Some properties can have extra metadata attached to them. These are specified in the same way as other metadata with property and content, but the property will have extra :.

The og:image property has some optional structured properties:

> og:image:url - Identical to og:image.
> og:image:secure_url - An alternate url to use if the webpage requires HTTPS.
> og:image:type - A MIME type for this image.
> og:image:width - The number of pixels wide.
> og:image:height - The number of pixels high.

A full image example:

<meta property="og:image" content="http://example.com/ogp.jpg" />
<meta property="og:image:secure_url" content="https://secure.example.com/ogp.jpg" />
<meta property="og:image:type" content="image/jpeg" />
<meta property="og:image:width" content="400" />
<meta property="og:image:height" content="300" />

The og:video tag has the identical tags as og:image. Here is an example:

<meta property="og:video" content="http://example.com/movie.swf" />
<meta property="og:video:secure_url" content="https://secure.example.com/movie.swf" />
<meta property="og:video:type" content="application/x-shockwave-flash" />
<meta property="og:video:width" content="400" />
<meta property="og:video:height" content="300" />

The og:audio tag only has the first 3 properties available (since size doesn't make sense for sound):

<meta property="og:audio" content="http://example.com/sound.mp3" />
<meta property="og:audio:secure_url" content="https://secure.example.com/sound.mp3" />
<meta property="og:audio:type" content="audio/mpeg" />

Arrays If a tag can have multiple values, just put multiple versions of the same tag on your page. The first tag (from top to bottom) is given preference during conflicts.

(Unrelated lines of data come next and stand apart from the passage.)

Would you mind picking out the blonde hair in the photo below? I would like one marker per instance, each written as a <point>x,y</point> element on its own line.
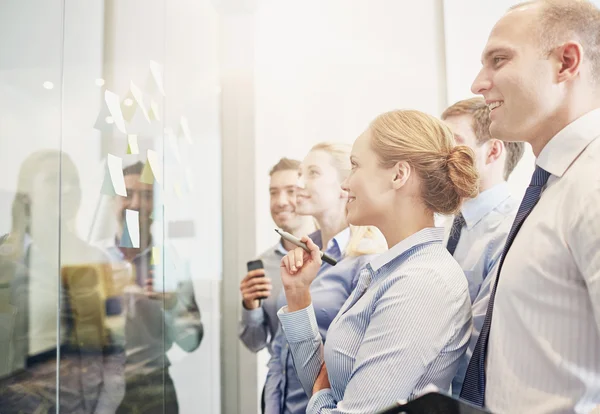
<point>363,239</point>
<point>447,171</point>
<point>285,164</point>
<point>562,20</point>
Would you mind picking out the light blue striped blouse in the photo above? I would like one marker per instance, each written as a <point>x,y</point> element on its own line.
<point>404,327</point>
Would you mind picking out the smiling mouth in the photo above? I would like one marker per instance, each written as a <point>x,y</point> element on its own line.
<point>495,105</point>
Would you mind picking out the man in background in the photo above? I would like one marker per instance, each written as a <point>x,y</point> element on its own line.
<point>539,346</point>
<point>259,322</point>
<point>154,319</point>
<point>479,231</point>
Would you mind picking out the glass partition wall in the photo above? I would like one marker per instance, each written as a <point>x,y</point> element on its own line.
<point>110,229</point>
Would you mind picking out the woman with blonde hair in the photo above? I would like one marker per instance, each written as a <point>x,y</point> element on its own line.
<point>320,195</point>
<point>408,321</point>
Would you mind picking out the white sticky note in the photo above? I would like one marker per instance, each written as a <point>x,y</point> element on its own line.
<point>189,179</point>
<point>177,188</point>
<point>115,170</point>
<point>132,219</point>
<point>185,128</point>
<point>132,145</point>
<point>139,99</point>
<point>155,260</point>
<point>173,143</point>
<point>155,165</point>
<point>114,107</point>
<point>156,70</point>
<point>154,112</point>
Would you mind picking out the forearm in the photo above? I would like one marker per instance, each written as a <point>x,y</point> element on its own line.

<meta property="og:image" content="http://example.com/rock.jpg" />
<meta property="og:image" content="http://example.com/rock2.jpg" />

Put structured properties after you declare their root tag. Whenever another root element is parsed, that structured property is considered to be done and another one is started.

For example:

<meta property="og:image" content="http://example.com/rock.jpg" />
<meta property="og:image:width" content="300" />
<meta property="og:image:height" content="300" />
<meta property="og:image" content="http://example.com/rock2.jpg" />
<meta property="og:image" content="http://example.com/rock3.jpg" />
<meta property="og:image:height" content="1000" />

means there are 3 images on this page, the first image is 300x300, the middle one has unspecified dimensions, and the last one is 1000px tall.

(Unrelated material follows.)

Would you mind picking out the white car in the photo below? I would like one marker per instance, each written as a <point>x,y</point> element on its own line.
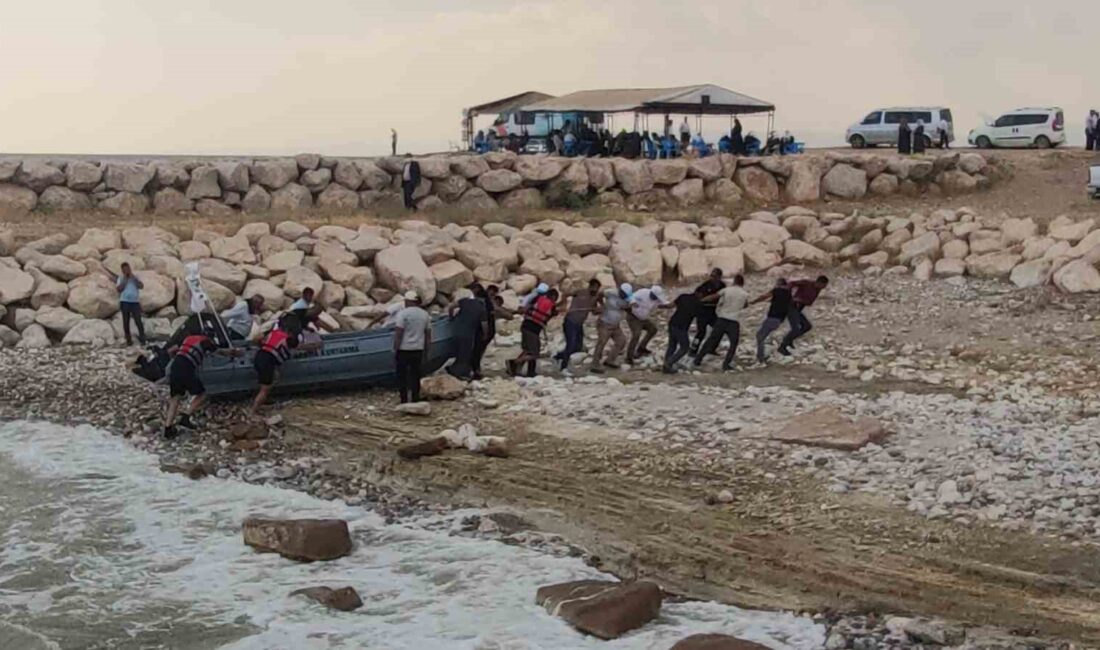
<point>1040,128</point>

Object Types In order for your object to be represented within the graph, you need to specify its type. This is done using the og:type property:

<meta property="og:type" content="website" />

When the community agrees on the schema for a type, it is added to the list of global types. All other objects in the type system are CURIEs of the form

<head prefix="my_namespace: http://example.com/ns#">
<meta property="og:type" content="my_namespace:my_type" />

The global types are grouped into verticals. Each vertical has its own namespace. The og:type values for a namespace are always prefixed with the namespace and then a period. This is to reduce confusion with user-defined namespaced types which always have colons in them.